# Linear Regression Gradient descent

## Step 0 - import all libraries

In [None]:


import numpy as np
import pandas as pd
import matplotlib.pyplot as plt
%matplotlib inline

plt.rcParams["figure.figsize"] = (12, 9) 

## Step 1 - read data from csv. 
We use the pandas built-in function <br>
Data must also be standardized to avoid computational errors

`data=(data-data.mean())/data.std() # standatization`

In [45]:
def read_real_dataset(dims_3 = False):

    ''' read real dataset from home_data.csv '''

    #             y             x1
    columns = ['price', 'sqft_living']

    if dims_3:     #x2   
        columns += ['sqft_above']

    data = pd.read_csv('./dataset/home_data.csv').loc[:, columns]
    # data.hist(bins=150) # check dataset distribution
    data=(data-data.mean())/data.std() # standatization
    x, y = data.iloc[:, 1:].to_numpy(), data.iloc[:,0].to_numpy()
    x_0 = np.ones(len(x))
    x = np.column_stack((x_0, x))
    return x, y

## Step 2 - define predict function, cost function and function that count a gradient of cost function

In [46]:
def predict(x, weights): 
    return np.matmul(x, weights)

def cost_func(y, y_hat):
    return np.mean(np.square(y_hat - y))

def count_gradient(x, weights, y):
    vec_w = np.zeros(shape=(len(weights), ))
   
    for i, weight in enumerate(weights):
        y_hat = predict(x, weights)
        vec_w[i] = np.dot((y - y_hat), x[:, i]) / len(x) # count partial derivative
   
    return vec_w

## Step 3 - Gradient descent algorithm

Now we can define an algorithm <br>
NOTE: `epoch_results = []` is not a part of the algo itself. Is is used for visualization of all epochs

In [47]:
def gradient_descent_algorithm(x, weights, y, epochs, lr, display_cost = True):
    epoch_results = [] #for visualisation
    
    for epoch in range(epochs):

        y_hat = predict(x, weights)

        epoch_results.append({'y_hat': y_hat, 'w':weights, 'e': epoch}) # save results
        
        if display_cost:
            cost = cost_func(y, y_hat)
            print(cost)

        gradient = count_gradient(x, weights, y)

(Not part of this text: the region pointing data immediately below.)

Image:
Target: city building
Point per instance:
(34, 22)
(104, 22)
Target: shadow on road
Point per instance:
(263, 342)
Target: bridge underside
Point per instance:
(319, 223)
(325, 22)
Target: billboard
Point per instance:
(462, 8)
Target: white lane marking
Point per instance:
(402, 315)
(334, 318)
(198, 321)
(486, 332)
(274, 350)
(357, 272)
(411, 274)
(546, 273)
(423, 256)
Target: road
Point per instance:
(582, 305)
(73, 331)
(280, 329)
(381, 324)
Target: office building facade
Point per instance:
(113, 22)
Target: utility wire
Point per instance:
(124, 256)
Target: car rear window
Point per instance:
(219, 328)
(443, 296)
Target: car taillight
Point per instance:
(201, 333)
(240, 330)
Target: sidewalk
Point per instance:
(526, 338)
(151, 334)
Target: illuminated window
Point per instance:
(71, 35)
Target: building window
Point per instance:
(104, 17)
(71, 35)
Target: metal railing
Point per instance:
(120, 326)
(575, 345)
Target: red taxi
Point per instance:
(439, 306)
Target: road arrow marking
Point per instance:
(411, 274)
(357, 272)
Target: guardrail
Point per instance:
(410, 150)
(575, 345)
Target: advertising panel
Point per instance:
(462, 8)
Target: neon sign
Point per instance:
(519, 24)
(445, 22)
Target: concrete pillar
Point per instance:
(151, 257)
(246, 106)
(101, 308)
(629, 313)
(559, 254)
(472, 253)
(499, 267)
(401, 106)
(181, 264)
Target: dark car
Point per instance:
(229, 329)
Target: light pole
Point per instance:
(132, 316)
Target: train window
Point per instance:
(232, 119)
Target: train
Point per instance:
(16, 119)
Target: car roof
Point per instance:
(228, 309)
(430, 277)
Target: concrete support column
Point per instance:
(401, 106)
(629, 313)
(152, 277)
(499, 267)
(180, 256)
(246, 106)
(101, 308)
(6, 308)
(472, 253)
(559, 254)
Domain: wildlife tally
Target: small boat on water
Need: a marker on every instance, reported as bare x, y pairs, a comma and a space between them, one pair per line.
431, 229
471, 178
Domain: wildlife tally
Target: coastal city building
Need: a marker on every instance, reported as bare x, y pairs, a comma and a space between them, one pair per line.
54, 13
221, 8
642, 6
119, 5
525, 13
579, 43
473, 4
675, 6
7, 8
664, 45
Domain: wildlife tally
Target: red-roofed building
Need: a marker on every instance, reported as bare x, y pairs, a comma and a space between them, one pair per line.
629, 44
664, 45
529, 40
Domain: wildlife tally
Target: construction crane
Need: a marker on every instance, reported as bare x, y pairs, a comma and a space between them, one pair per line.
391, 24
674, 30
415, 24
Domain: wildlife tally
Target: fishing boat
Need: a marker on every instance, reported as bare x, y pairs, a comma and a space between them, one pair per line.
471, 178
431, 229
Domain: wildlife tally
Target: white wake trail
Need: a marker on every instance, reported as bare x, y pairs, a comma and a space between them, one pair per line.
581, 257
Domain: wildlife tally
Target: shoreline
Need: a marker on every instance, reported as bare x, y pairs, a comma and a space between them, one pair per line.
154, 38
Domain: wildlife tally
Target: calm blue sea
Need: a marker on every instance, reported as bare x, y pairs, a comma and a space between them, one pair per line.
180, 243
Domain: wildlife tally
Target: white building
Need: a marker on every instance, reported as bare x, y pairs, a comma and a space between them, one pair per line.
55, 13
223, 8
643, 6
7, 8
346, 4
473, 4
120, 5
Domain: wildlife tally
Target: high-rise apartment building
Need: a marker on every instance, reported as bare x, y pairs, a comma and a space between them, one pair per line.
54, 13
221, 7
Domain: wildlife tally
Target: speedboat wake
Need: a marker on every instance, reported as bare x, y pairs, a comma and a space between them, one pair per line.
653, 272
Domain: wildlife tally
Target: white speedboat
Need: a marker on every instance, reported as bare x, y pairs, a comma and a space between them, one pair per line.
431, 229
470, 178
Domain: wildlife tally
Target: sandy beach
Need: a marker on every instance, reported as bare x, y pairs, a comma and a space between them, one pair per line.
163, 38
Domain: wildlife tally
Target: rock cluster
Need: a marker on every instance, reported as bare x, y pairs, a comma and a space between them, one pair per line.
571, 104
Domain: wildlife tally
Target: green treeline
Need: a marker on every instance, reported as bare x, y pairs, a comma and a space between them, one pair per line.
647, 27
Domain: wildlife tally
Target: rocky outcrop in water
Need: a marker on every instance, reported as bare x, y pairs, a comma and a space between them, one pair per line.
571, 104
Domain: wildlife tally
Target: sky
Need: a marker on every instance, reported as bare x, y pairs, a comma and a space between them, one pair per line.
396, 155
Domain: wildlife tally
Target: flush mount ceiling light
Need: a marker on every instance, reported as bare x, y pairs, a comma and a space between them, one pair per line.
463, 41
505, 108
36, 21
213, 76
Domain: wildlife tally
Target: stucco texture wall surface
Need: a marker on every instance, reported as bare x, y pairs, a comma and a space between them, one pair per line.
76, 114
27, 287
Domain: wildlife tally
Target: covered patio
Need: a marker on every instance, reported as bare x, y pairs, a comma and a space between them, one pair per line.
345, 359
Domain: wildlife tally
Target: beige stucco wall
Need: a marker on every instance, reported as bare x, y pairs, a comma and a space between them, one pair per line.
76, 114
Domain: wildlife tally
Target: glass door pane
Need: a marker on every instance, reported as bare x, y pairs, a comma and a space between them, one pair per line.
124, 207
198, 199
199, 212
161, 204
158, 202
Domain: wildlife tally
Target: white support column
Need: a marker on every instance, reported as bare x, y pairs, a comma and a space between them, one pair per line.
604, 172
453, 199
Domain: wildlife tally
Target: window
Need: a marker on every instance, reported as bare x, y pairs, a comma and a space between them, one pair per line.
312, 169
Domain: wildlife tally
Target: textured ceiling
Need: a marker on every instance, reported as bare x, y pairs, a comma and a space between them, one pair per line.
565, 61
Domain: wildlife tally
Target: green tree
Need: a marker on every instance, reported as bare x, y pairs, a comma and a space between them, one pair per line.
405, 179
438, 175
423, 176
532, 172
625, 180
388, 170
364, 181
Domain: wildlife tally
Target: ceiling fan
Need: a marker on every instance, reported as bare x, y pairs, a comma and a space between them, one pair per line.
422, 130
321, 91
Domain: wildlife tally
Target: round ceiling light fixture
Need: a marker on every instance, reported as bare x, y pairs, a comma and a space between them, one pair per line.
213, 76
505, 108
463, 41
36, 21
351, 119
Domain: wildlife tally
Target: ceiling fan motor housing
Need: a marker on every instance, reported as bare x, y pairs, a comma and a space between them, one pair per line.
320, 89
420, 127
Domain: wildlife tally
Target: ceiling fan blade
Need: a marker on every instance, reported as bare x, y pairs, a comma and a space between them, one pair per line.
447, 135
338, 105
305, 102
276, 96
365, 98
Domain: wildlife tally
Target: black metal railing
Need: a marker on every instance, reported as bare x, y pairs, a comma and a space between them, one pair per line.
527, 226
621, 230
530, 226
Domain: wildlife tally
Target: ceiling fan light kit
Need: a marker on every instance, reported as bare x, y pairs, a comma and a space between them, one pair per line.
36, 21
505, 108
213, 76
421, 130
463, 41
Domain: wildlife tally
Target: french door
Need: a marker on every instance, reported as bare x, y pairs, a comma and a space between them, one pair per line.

        weights = np.add(weights, lr*gradient) 
    
    return weights, epoch_results

## Step 4 - Prepare visualization

In [48]:
def draw_function(x, y, plot = plt, as_line = False, color = 'blue'):
    if as_line:
        plot.plot(x[:, 1], y, color = color)
    else:
        plot.scatter(x[:, 1],y, color = color, s=0.001)

def visualize_gd_results(epoch_results, lr, x, y):
    saved_epochs_n = len(epoch_results)

    n_rows = saved_epochs_n // 4
    n_cols = saved_epochs_n//n_rows

    subplots = plt.subplots(n_rows, n_cols)
    subplots[0].suptitle(f'Linear regression with Gradient Descent (lr = {lr})')
    subplots = subplots[1].reshape(saved_epochs_n, )

    for i, plot in enumerate(subplots):
        draw_function(x, y, plot)
        draw_function(x, epoch_results[i]['y_hat'], plot, True, 'red')
        
        counted_legend = f'w_1 = {"{:.3f}".format(epoch_results[i]["w"][1])}\nw_0 = {"{:.4f}".format(epoch_results[i]["w"][0])}'
        data_legend = 'Data'
        
        plot.legend([counted_legend, data_legend])
        plot.set_title(label = f"epoch = {epoch_results[i]['e']}")


## Step 5 - put it all together

Drawing the plot of all epochs may take some time

In [49]:
x, y = read_real_dataset() 
weights = np.random.normal(0, 1, x.shape[1]) # generate random weights ~ N(0, 1)

epochs, learning_rate = 8, 0.7

weights, epoch_results = gradient_descent_algorithm(x, weights, y, epochs, learning_rate)
y_hat = predict(x, weights)

print("w_1 (k) - {:.3f}".format(weights[1]))
print("w_0 (b) - {:.3f}".format(weights[0]))

visualize_gd_results(epoch_results, learning_rate, x, y)
plt.show()

draw_function(x, y, as_line=False)
draw_function(x, y_hat, as_line=True, color='red')

plt.show()

6.810013512970907
1.0744346251161194
0.558185943034731
0.5117193683464364
0.5075369991459109
0.5071605519374556
0.5071266686297975
0.5071236188567482
w_1 (k) - 0.702
w_0 (b) - 0.000


KeyboardInterrupt: